Jan Mittelstaedt holds a BS in education from Bucknell University, a BA in music from Marylhurst University, and a MM in composition from the University of Portland, She has studied composition with Sister Anne Cecile Daigle at Marylhurst University and with Dr. Walter B. Saul II at the University of Portland and independently. An independent teacher of piano and Nationally Certified in piano by the Music Teachers National Association (MTNA), Jan Mittelstaedt is on the syllabus adjudicating staff of the Oregon Music Teachers Association (OMTA). Ms. Mittelstaedt is the composer of numerous educational pieces for piano. She also composes chamber music and sacred compositions. In 1993, she participated in the Ernest Bloch Composers Symposium with her /Saxophone Quartet/ and in 1994, she was chosen Composer of the Year by the Oregon Music Teachers Association (OMTA). Her composition for flute and piano, /Journey Through A Shadow/, was performed at the OMTA state convention in June of that year.

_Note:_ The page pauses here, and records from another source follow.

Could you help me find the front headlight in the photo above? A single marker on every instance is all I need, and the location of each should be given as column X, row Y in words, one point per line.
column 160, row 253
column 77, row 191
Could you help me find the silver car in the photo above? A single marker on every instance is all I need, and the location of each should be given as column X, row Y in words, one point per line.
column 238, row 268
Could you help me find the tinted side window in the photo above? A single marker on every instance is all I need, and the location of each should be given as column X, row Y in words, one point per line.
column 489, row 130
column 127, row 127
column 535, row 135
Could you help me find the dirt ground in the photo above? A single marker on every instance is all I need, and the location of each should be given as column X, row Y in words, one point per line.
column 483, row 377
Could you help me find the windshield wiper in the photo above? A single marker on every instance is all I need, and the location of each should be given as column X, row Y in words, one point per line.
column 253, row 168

She is a member of the Oregon Federation of Music Clubs, Mu Phi Epsilon, and the Christian Fellowship of Art Music Composers (CFAMC), Her biography is included in the /Marquis Who's Who of American Women/ and /Marquis Who's Who in America/.

Jeff Winslow:

A fourth-generation Oregonian, studied music and electronics at the University of California at Berkeley, getting serious about composition in the mid-90's as High Modernism finally relinquished its death grip on the world of art music. His work has been performed by FEARnoMUSIC and the Portland Vocal Consort, and also at Cascadia Composers, Seventh Species, Cherry Blossom Musical Arts, and Oregon Bach Festival concert, as well as several other locations around the region, often with the composer at the piano. A recent piano work, "Leid ohne Worte (lieber mit Ligeti)" received honorable mention from the Friends and Enemies of New Music, a New York-based composers' group. He is one of seven founding members of the Cascadia Composers, a chapter of NACUSA centered on the lower watershed of the Columbia River.

Art Resnick

Art Resnick is a professional jazz pianist and composer who has toured and recorded with some of the best know jazz dignitaries in the world. Although Art's career has been exclusively jazz, he has always had a love of classical music, especially modern classical music. While teaching classes at San Diego State University he earned a BM degree in classical piano performance. As a composer he is mostly autodidact with some course work and studied with R. Murray Schafer (soundscapes), Robert Shallenberg (U of Iowa, electronic music), Dan Lee Mitchell (Harry Partch instruments at SDSU), Robert Priest and Tomas Svoboda in Portland, OR. He was named the 2015 composer of the year by the Oregon Music Teachers Association and will debut a piano trio in June.

Cynthia Gerdes

Cynthia Gerdes writes music for traditional instruments in a twenty.first.century style which can be described as western classical tradition extending into "now." From a conversation among backyard birds to a sonic snapshot of Idaho history, from caricatures of human behaviors to tangos, Gerdes' compositions explore ways of expressing the vernacular while combining it with depth and lightness, humor and insight. In recent years Cynthia's music has been performed by Portland's new music performance group FearNoMusic; at the Composer's Symposium, Performers. Choice Concert at the Ernest Bloch Festival at Newport, Oregon; at Portland State University and in concerts sponsored by the Cascadia branch of the National Association of Composers USA.